Widi lalu memimpin Rindam III/Siliwangi, Danrem 074/Warastratama dan Danrem 091/Aji Surya Natakesuma. Setelah menjadi Kasdam IV/Diponegoro, Widi mendapatkan promosi menjadi Danjen Kopassus pada 2022.

Namun, jabatan sebagai orang nomor satu di Kopassus itu berlangsung sangat singkat. Widi hanya sekitar 53 hari menjadi Danjen Kopassus sebelum ditunjuk sebagai Pangdam IV/Diponegoro pada 2022. Kemudian dia dipercaya menduduki jabatan Dankodiklatad pada 2023 dan memasuki jajaran perwira tinggi berpangkat letnan jenderal.

Tetapi pada akhir 2025, karier itu memasuki fase berbeda. Nama Widi mulai masuk ke pusaran perkara lahan Cilacap ketika Kejaksaan Tinggi (Kejati) Jawa Tengah mengembangkan penyidikan dugaan tindak pidana pencucian uang dari perkara korupsi pengadaan lahan BUMD Kabupaten Cilacap.

Pada 1 Desember 2025, Widi diperiksa Kejati Jateng sebagai saksi. Pemanggilan itu merupakan panggilan kedua. Kejati menyebut pemeriksaan berkaitan dengan perkara TPPU pengadaan lahan seluas sekitar 716 hektare oleh PT Cilacap Segara Artha atau PT CSA.

Saat itu, Widi belum berstatus terdakwa. Kasus induknya telah lebih dahulu bergulir di Pengadilan Tipikor Semarang. Perkara bermula dari pembelian lahan oleh PT CSA, BUMD Kabupaten Cilacap, dari PT Rumpun Sari Antan (RSA). Nilai transaksi mencapai sekitar Rp 237 miliar, dengan objek lahan sekitar 716 hektare di kawasan Caruy, Kecamatan Cipari, Cilacap.

Dalam pengembangannya, penyidik menemukan dugaan penyimpangan dalam transaksi tersebut, termasuk dugaan mark-up harga dan persekongkolan. Perkara kemudian melebar ke dugaan Tindak Pidana Pencucian Uang (TPPU) dan penelusuran aliran dana.

Disebut untuk Kebutuhan Pilpres 2024

Nama Widi kemudian muncul semakin terang dalam persidangan perkara TPPU yang menjerat mantan Direktur PT RSA, Andhi Nur Huda. Pada 1 Juli 2026, Andhi menyebut Widi pernah meminta dana sekitar Rp 21,5 miliar. Informasinya, permintaan tersebut disampaikan pada 2022 dan disebut untuk kebutuhan Pilpres 2024.

Namun, Andhi tidak mengetahui secara pasti untuk siapa dan bagaimana dana tersebut akan digunakan. Yang jelas, poin ini penting. Keterangan tersebut merupakan kesaksian dalam persidangan, bukan putusan hukum yang telah menyatakan Widi bersalah.

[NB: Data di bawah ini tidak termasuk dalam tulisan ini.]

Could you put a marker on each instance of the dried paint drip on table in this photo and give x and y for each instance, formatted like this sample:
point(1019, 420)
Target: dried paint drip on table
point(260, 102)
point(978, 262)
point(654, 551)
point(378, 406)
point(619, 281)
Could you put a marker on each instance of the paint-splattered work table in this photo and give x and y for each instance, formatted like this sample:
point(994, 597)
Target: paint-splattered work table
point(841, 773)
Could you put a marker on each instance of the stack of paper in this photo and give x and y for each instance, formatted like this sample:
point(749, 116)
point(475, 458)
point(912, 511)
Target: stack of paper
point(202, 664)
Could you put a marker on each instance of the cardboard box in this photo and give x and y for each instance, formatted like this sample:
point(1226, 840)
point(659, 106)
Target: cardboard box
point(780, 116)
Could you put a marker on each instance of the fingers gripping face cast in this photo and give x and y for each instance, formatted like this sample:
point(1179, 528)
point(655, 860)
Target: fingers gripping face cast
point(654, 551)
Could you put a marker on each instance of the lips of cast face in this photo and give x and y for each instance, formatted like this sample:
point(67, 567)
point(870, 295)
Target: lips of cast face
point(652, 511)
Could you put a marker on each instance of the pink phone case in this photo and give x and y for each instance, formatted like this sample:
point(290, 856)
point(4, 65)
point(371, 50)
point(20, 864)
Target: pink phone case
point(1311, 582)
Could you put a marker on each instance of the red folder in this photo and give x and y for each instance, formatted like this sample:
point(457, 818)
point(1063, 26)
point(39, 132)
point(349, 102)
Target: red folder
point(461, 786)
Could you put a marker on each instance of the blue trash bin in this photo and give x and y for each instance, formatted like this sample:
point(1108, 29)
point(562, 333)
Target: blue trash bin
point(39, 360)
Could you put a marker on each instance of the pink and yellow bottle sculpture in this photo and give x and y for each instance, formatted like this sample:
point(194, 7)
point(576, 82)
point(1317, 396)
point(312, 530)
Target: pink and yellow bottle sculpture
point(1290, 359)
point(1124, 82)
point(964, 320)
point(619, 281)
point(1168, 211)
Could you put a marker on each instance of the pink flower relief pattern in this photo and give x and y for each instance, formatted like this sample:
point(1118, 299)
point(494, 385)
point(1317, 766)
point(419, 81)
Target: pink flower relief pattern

Beberapa hari kemudian, giliran Widi diperiksa sebagai saksi dalam perkara TPPU di Pengadilan Tipikor Semarang. Nah, pada 27 Juli 2026, Pengadilan Militer Tinggi II Jakarta menggelar sidang koneksitas perkara korupsi yang menempatkan Widi sebagai terdakwa. Pengadilan secara resmi mencatat persidangan perkara tindak pidana korupsi dengan terdakwa Letjen TNI Widi Prasetijono.

Widi didakwa dalam perkara yang berkaitan dengan pembelian lahan PT CSA dari PT RSA senilai Rp 237 miliar. Jaksa menjerat Widi antara lain dengan ketentuan tindak pidana korupsi terkait gratifikasi. Perkara koneksitas tersebut mempertemukan unsur militer dan sipil dalam satu perkara. Selain Widi, terdapat dua perwira TNI dan satu pihak swasta yang duduk sebagai terdakwa.

Dengan demikian, perjalanan perkara Widi telah melewati tiga fase. Mulai diperiksa sebagai saksi, namanya muncul dalam persidangan TPPU, lalu didakwa sebagai terdakwa dalam perkara koneksitas.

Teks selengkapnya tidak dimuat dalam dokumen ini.